Pierwsza sesja treningowa to również czas, aby sprawdzić pierwsze poprawki, które już na inaugurację sezonu przywiozło wiele ekip. Aż 16 poprawek zamontował w swoim bolidzie Aston Martin, 10 Alpine, a to nie wszystkie zespoły, które na pierwszą rundę sezonu 2023 przywiozły nowe elementy. Zupełnie inną specyfikację tylnego skrzydła względem przedsezonowych testów zamontował w W14 także Mercedes. Po przedsezonowym rowerowym wypadku za kierownicę AMR23 powrócił także Lance Stroll. Kanadyjczyk jest przekonany, że drobna operacja w prawym nadgarstku pozwoli mu wziąć udział w pełnym weekendzie w Bahrajnie.

 

Załogi nie tracąc czasu, wraz z zapaleniem zielonego światła wyjechały na tor. Po dwudziestu minutach sesji jedynymi kierowcami bez uzyskanego czasu okrążenia pozostawali Zhou oraz Stroll, Chińczyk zaliczył pierwsze okrążenie pomiarowe krótko po godzinie 12:50, z kolei kierowca Astona wciąż pozostawał w swoim garażu. Od początku sesji na czele tabeli znajdowali się oczywiście kierowcy Red Bulla. Wysoko plasował się także Fernando Alonso, który na oponach C2 wykręcił czas o 0,5 sek. gorszy od prowadzącego Pereza. Wciąż nie były to jednak czas reprezentujące faktyczne osiągi zespołów, które znacząco odbiegały jeszcze nawet od czasów kręconych podczas przedsezonowych testów. W międzyczasie trochę łatania pojawiło się w ekipie McLarena, którego mechanicy pracowali przy lusterkach Lando Norrisa. W brytyjskiej ekipie pojawiło się także nieco nadsterowności, którą obserwować mogliśmy także w bolidach Red Bulla oraz Astona. Po godzinie 13:00 otrzymaliśmy komunikat, że brak czasu na koncie Lance’a Strolla spowodowany był awarią samochodu. Kanadyjczyk zalicza bardzo ciężki start sezonu, na szczęście Stroll po uporaniu się z awarią zdołał jeszcze wyjechać na tor podczas FP1 na ostatnie 25 minut sesji. Problemy z pozycją pedałów pojawiły się natomiast w bolidzie Guanyu Zhou. Z powodu tych problemów Chińczyk musiał przedwcześnie zakończyć swój udział w porannej sesji treningowej.

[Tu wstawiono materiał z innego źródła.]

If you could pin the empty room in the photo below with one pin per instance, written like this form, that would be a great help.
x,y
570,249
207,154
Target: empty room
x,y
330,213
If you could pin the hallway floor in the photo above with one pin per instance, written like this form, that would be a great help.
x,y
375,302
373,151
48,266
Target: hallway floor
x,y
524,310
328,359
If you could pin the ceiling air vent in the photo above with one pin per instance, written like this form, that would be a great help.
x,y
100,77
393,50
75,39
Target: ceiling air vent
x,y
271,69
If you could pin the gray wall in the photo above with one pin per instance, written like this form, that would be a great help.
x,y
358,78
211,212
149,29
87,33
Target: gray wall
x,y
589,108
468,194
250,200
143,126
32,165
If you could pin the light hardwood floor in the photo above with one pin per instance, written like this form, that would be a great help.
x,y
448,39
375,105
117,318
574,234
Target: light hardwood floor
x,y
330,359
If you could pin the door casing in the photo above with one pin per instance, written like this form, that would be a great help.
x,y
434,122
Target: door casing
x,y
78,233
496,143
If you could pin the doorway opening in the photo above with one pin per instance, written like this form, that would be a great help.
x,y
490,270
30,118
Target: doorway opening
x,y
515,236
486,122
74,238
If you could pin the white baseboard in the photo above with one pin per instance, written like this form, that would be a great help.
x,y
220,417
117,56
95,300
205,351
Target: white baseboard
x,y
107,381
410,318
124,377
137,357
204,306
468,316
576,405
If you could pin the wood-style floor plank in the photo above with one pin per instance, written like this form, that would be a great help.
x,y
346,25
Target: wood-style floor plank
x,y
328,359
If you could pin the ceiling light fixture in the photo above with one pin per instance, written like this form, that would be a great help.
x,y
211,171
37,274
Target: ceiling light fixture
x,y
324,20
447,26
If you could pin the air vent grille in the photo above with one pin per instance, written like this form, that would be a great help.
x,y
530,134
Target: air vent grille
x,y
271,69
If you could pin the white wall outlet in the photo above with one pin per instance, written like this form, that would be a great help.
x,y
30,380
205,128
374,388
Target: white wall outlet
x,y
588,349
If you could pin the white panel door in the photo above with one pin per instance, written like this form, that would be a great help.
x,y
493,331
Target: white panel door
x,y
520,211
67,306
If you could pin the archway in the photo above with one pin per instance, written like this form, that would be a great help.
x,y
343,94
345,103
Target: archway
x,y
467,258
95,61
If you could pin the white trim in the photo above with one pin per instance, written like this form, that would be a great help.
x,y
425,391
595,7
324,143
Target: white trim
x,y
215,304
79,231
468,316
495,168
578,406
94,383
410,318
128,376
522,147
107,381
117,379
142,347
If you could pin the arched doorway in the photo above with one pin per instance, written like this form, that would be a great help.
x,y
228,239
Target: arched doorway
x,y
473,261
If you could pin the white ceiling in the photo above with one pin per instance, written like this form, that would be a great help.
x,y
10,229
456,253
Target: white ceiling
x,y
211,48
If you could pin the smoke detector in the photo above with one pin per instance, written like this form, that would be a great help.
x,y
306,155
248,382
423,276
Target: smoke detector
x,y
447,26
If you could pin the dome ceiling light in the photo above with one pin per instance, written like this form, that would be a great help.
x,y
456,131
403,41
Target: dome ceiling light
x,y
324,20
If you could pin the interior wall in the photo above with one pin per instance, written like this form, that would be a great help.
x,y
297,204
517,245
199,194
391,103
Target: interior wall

Duże problemy z nadsterownością pojawiły się również w zespole Ferrari. Carlos Sainz na dojeździe do dziesiątego zakrętu stracił panowanie nad bolidem i zaliczył spektakularny obrót. W momencie dochamowywania do najtrudniejszego zakrętu toru w Bahrajnie podłoga w SF-23 mocno dobijała przed prawym tylnym kołem, co może być efektem poszukiwania limitów, mocno obniżonego samochodu. Spore wibracje mogliśmy oglądać także na tylnym skrzydle bolidu Scuderii. Pierwszą sesję treningową na pozycji lidera zakończył Sergio Perez (1:32,758)0,4 sek. za Meksykaninem uplasował się Fernando Alonso, a czołową trójkę uzupełnił Max Verstappen (+0,6 sek.). Na czwartej lokacie FP1 zakończył Lando Norris. Brytyjczyk podobnie jak pierwsza trójka uzyskał swój czas na oponie C3, ale strata kierowcy McLarena do Sergio Pereza wyniosła aż 1,4 sek. Czołową dziesiątkę zamknęli: Leclerc, Stroll, Magnussen, Zhou, Bottas oraz Hamilton.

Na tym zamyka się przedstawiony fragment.